Fatty acids, lignans, and fiber all work together to treat and prevent hypertension or chronic high blood pressure. In one study, 110 hypertensive patients were given either flaxseed or a placebo every day for six months. The test group showed a significant reduction in blood pressure compared with the control group. This study suggested flaxseed has some of the most potent dietary blood-pressure-reducing effects.

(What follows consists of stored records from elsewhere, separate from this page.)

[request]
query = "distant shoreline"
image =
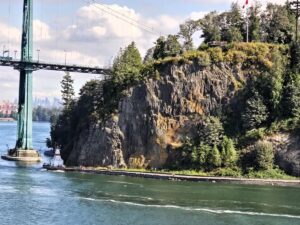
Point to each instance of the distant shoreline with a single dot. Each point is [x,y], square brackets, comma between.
[7,120]
[179,177]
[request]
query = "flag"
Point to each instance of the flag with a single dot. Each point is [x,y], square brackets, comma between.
[246,4]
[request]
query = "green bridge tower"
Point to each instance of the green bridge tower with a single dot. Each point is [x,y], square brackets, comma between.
[23,150]
[24,138]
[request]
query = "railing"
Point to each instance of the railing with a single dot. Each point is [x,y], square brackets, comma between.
[36,65]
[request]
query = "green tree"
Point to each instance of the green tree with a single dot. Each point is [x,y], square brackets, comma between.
[214,158]
[277,25]
[67,90]
[187,30]
[295,57]
[149,55]
[228,153]
[127,65]
[254,22]
[255,112]
[290,106]
[232,24]
[203,155]
[211,27]
[211,131]
[167,47]
[270,84]
[264,154]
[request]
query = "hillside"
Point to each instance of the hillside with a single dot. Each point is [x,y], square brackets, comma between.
[185,104]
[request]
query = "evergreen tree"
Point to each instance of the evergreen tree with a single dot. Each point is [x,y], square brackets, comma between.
[264,154]
[254,22]
[255,112]
[295,57]
[203,155]
[214,158]
[127,65]
[228,153]
[167,47]
[232,24]
[277,25]
[211,27]
[149,55]
[186,32]
[211,131]
[291,96]
[67,90]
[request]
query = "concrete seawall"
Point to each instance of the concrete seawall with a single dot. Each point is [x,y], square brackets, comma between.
[178,177]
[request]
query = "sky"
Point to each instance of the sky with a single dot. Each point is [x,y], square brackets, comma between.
[90,32]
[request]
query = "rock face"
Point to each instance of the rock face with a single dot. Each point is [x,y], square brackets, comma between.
[154,116]
[287,155]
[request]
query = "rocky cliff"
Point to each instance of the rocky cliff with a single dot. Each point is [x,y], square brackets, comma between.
[155,115]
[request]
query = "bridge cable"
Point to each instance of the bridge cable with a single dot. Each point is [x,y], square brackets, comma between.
[120,16]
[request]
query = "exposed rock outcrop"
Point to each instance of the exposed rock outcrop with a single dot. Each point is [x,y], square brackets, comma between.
[287,155]
[155,115]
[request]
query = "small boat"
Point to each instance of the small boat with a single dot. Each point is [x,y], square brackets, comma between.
[56,163]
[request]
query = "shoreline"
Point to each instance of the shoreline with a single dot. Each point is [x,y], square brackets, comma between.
[178,177]
[7,120]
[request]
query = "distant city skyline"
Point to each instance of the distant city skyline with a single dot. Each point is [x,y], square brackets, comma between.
[91,34]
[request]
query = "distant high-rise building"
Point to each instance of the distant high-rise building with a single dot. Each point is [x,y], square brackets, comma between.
[7,108]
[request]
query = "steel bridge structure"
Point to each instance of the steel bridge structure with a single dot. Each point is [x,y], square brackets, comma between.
[26,65]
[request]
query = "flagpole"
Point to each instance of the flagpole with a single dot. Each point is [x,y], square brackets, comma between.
[245,6]
[247,25]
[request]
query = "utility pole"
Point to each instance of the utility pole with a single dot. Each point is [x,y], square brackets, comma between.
[295,8]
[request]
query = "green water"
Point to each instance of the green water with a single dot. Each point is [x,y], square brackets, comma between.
[29,195]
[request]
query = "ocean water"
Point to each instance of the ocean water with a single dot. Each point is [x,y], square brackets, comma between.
[30,195]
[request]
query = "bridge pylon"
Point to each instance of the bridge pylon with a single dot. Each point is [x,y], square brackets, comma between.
[24,149]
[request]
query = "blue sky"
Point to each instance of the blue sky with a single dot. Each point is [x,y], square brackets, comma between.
[88,34]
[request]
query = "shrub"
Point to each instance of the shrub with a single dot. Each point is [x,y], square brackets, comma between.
[216,54]
[211,131]
[228,152]
[214,158]
[235,57]
[264,154]
[227,172]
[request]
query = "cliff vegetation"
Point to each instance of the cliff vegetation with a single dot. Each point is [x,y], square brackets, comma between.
[228,108]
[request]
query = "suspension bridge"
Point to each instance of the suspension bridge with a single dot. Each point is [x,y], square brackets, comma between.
[23,150]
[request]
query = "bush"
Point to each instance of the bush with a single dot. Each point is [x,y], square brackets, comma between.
[216,54]
[214,158]
[254,135]
[264,154]
[268,174]
[228,152]
[202,57]
[211,131]
[235,57]
[227,172]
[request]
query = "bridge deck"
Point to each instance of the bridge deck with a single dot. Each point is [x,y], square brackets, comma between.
[35,65]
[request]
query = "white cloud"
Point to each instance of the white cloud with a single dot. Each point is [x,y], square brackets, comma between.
[94,39]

Flaxseeds may affect blood sugar levels in type 2 diabetics. According to a 2011 study published in the Journal of Dietary Supplements, flaxseed possesses hypoglycemic and hypolipidemic properties thanks to its abundant omega-3 and antioxidant and low carbohydrate content. The study noted a nearly 20% reduction in fasting blood glucose levels in subjects supplementing with flaxseed.

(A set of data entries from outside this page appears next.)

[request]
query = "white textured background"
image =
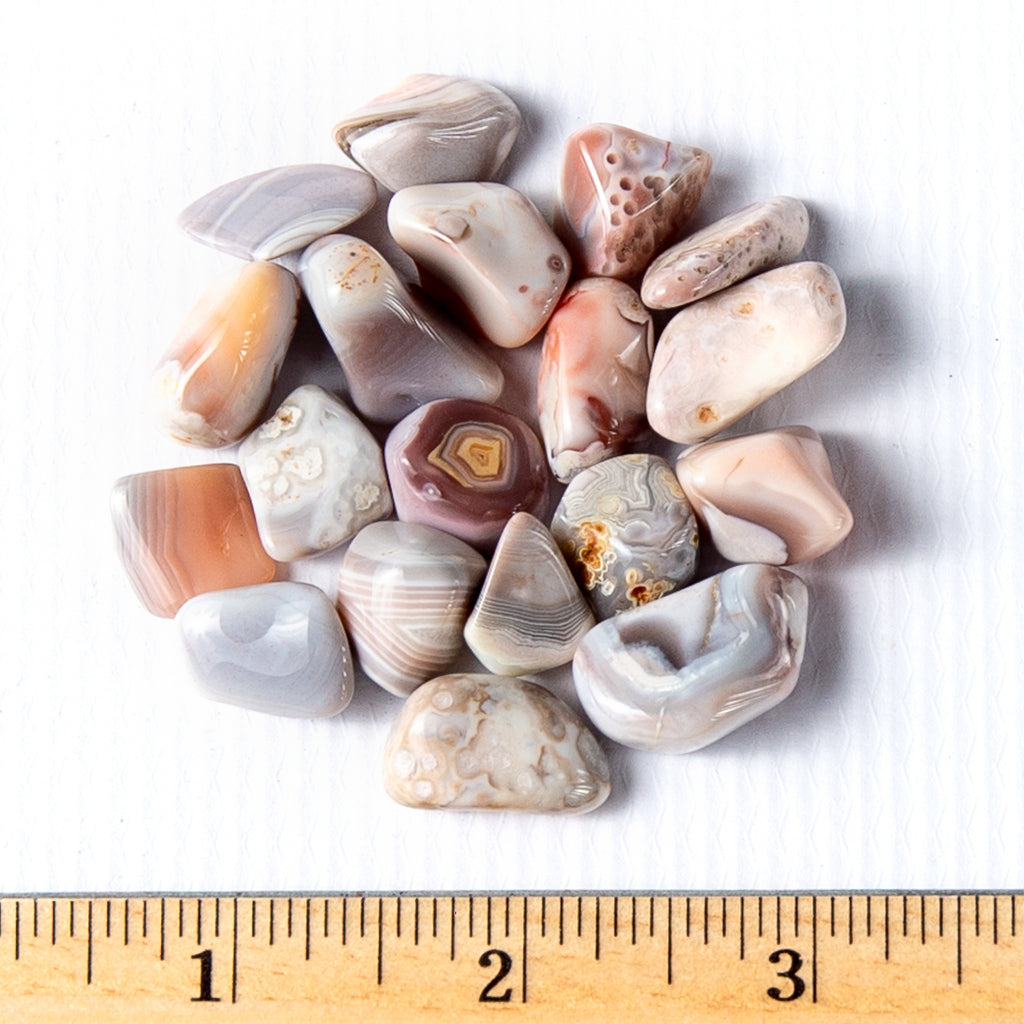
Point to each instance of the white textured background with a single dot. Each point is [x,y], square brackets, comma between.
[898,760]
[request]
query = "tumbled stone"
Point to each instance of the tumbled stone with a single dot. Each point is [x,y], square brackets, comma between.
[404,591]
[680,673]
[276,647]
[624,197]
[484,251]
[184,531]
[494,742]
[766,498]
[396,351]
[467,468]
[216,378]
[719,357]
[431,128]
[592,383]
[279,211]
[315,475]
[627,531]
[758,238]
[529,615]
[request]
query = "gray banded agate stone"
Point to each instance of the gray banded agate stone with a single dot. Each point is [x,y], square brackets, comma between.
[685,671]
[494,742]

Flaxseed possesses powerful antioxidant properties that can help prevent the growth of cancer cells. One of the anti-cancer components of flaxseed is lignans -- phytoestrogens found in many fiber-rich plants. Flaxseed contains as many as 800 times more lignans than other plant foods. In addition to aiding cancer prevention, flaxseed may also reduce tumor growth in late stages of carcinogenesis among postmenopausal women with breast cancer, and could be beneficial in the treatment of colon, lung, and skin cancer.
The omega-3 fatty acids and lignans abundant in flaxseed can help reduce inflammation, improving symptoms of inflammatory diseases such as rheumatoid arthritis, asthma, atherosclerosis, and Parkinson's disease. One study shows that flaxseed may reduce inflammatory markers in people with obesity.
Some studies indicate flaxseed supplementation can reduce the occurrence of hot flashes in women going through menopause by up to 50 percent. This may be due to the presence of lignans, which have estrogenic effects. Other studies do not prove the efficacy of flaxseed in reducing menopausal symptoms, but experts agree that there are no adverse effects of supplementing with flaxseeds.
Flaxseeds contain omega-3 ALA and B vitamins, which contribute to smooth, healthy-looking skin. These essential nutrients can reduce dryness and flakiness and improve symptoms related to eczema, acne, and rosacea. Flaxseed can also help repair skin damage associated with aging, inflammation, immune dysfunction, and imbalanced epidermal homeostasis. According to a 2011 study published in the Journal of Skin Pharmacology and Physiology, flaxseed oil may be especially effective in improving skin health by decreasing skin sensitivity, and transepidermal water loss, and increasing skin hydration and smoothness.
Flaxseeds don't stimulate weight loss on their own, but they are full of fiber and low in carbohydrates, making them a good addition to any weight loss regimen. The fiber fills up the body and slows digestion -- prolonging feelings of fullness -- without the addition of heavy carbs.
Reducing the consumption of animal products can reduce cholesterol and improve heart health, but doing so safely requires ensuring one is still getting enough protein. Many plant-based foods contain protein, including flaxseed, which offers about 10% of the RDI, or 5 grams, in just a few tablespoons.